Ackman’s hedge fund, Pershing Square Capital Management, made an abrupt turnaround, selling the 3.1 million shares it had bought just three months ago, as Netflix shares tumbled 35% to $226.19.

In January, the investor funneled more than $1 billion into the streaming service just days after a disappointing subscription forecast lowered its share price. Now, a second wave of negative subscriber news – the company said it had lost 200,000 – has led the fund manager to turn his back on a company he had praised just weeks earlier.

In a brief statement announcing the change, Ackman said the proposed changes to the business model, including incorporating advertising and targeting delinquent customers, make sense but would make the company too unpredictable in the short term.

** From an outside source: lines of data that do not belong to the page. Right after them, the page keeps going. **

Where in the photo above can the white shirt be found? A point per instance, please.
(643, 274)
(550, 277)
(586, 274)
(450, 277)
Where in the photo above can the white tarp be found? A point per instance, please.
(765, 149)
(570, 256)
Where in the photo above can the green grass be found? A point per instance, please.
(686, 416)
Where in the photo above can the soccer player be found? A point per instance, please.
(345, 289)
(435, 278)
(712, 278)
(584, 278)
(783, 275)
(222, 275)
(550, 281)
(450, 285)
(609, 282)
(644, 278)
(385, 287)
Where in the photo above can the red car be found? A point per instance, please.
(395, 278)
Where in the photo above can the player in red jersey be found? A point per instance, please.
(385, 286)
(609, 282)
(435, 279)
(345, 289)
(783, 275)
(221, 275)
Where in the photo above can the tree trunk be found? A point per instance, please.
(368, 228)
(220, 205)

“While Netflix’s business is fundamentally simple to understand, in light of recent events, we have lost confidence in our ability to predict the company’s future prospects with a sufficient degree of certainty,” he wrote.

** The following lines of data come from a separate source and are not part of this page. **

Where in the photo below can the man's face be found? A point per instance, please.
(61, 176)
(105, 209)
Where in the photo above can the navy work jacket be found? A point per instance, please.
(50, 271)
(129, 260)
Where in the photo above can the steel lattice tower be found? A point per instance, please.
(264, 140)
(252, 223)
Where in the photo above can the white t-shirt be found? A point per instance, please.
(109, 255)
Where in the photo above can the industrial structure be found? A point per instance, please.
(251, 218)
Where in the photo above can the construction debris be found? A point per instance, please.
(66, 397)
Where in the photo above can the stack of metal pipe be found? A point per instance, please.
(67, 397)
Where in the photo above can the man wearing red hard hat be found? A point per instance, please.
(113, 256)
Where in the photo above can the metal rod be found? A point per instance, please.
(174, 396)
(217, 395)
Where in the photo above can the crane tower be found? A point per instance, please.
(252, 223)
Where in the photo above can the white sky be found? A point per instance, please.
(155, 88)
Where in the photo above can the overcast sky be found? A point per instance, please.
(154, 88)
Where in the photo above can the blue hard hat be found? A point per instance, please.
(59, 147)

Netflix world turned upside down with 35% drop in stocks

Pershing Square, which now invests $21.5 billion, buys shares in only about a dozen companies at a time and needs a “high degree of predictability” in its portfolio companies, Ackman said.

Rather than waiting for things to improve at Netflix, Ackman has blocked losses estimated at more than $400 million, people familiar with the portfolio said. After the sale, Pershing Square’s portfolios were down about 2% for the year, Ackman said.

Netflix (NFLX) said it lost 200,000 subscribers in its first quarter, falling far short of its modest predictions that it would add 2.5 million subscribers. His decision in early March to suspend service in Russia after invading Ukraine resulted in the loss of 700,000 members.

Profitable hedges helped Pershing Square survive the early days of the pandemic in 2020 and again in recent months as interest rates began to rise. The past three years have been among the best in the hedge fund’s life, including a 70.2% gain in 2020.

But Ackman also acknowledged in his statement on Wednesday that he learned from the hardest times, when his fund backed Valeant Pharmaceuticals, a disastrous gamble that cost the hedge fund billions in losses.

“One of our lessons from past mistakes is to act promptly when we discover new information about an investment that is inconsistent with our original thesis. That’s why we did it here,” he wrote.